Quickstart: 1. First Steps (CLI) β€” Run your first command 2. Protocol Design β€” Create YAML configs 3. Reproducibility β€” Best practices

Key commands:

foodspec --version                    # Verify installation
foodspec-run-protocol \               # Run analysis
  --protocol myprotocol.yaml \
  --input data.csv \
  --output-dir results


Who is it for?

Food scientists, analytical chemists, QA engineers, and data scientists working with Raman/FTIR spectra who need reproducible preprocessing, chemometrics, and reporting.


What Does FoodSpec Do?

In: Spectral data (CSV or HDF5) + metadata (labels, batch info)
Out: Validated model + metrics + figures + reproducibility report

Typical workflow:

Raw spectra (instrument file)
        ↓
  CSV β†’ HDF5 (standardized format)
        ↓
   Preprocess (baseline, smooth, normalize)
        ↓
   Extract features (peaks, ratios, PCA)
        ↓
   Train & validate (cross-validation)
        ↓
   Results (metrics, figures, JSON report)

Installation Options

Core (always install first):

pip install foodspec

Deep learning (optional, for 1D CNN):

pip install "foodspec[deep]"

Verify installation:

foodspec --version  # Should print version
foodspec about      # Detailed info


Data Format Quick Check

FoodSpec expects data in one of these formats:

CSV (Simplest)

sample_id,wavenumber,intensity,label
OO_001,4000.0,0.234,Olive
OO_001,3998.0,0.235,Olive
OO_002,4000.0,0.241,Olive

Load with:

from foodspec.io import load_csv_spectra
spectra = load_csv_spectra("oils.csv", label_column="label")

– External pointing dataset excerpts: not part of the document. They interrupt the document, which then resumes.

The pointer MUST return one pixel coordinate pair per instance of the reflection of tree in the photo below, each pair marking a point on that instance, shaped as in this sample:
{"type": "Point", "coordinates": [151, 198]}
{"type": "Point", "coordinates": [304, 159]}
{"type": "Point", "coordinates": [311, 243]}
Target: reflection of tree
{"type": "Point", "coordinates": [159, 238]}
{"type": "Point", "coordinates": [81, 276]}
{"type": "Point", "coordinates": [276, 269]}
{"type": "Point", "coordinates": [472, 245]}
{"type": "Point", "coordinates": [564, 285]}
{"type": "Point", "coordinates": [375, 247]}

HDF5 (Efficient for large datasets)

from foodspec.io import load_hdf5_library
spectra = load_hdf5_library("oils_library.h5")

See Data Format Reference for full details.


Next Steps

Never used FoodSpec before? β†’ Start with 15-Minute Quickstart

Prefer command-line? β†’ Go to First Steps (CLI)

Want to understand reproducibility? β†’ Read Reproducibility Guide

Ready for real examples? β†’ Oil Authentication


FAQ (Quick Answers)

Q: Can I use my own data?
A: Yes! See Data Format Reference for import instructions.

Q: Do I need to know Python?
A: No! Use CLI with YAML configs. Or yes, use Python API for flexibility.

Q: How long does an analysis take?
A: Usually < 1 minute for 100 samples. Depends on data size and model.

Q: Can I reproduce old analyses?
A: Yes! Save protocols and metadata with each run. See Reproducibility.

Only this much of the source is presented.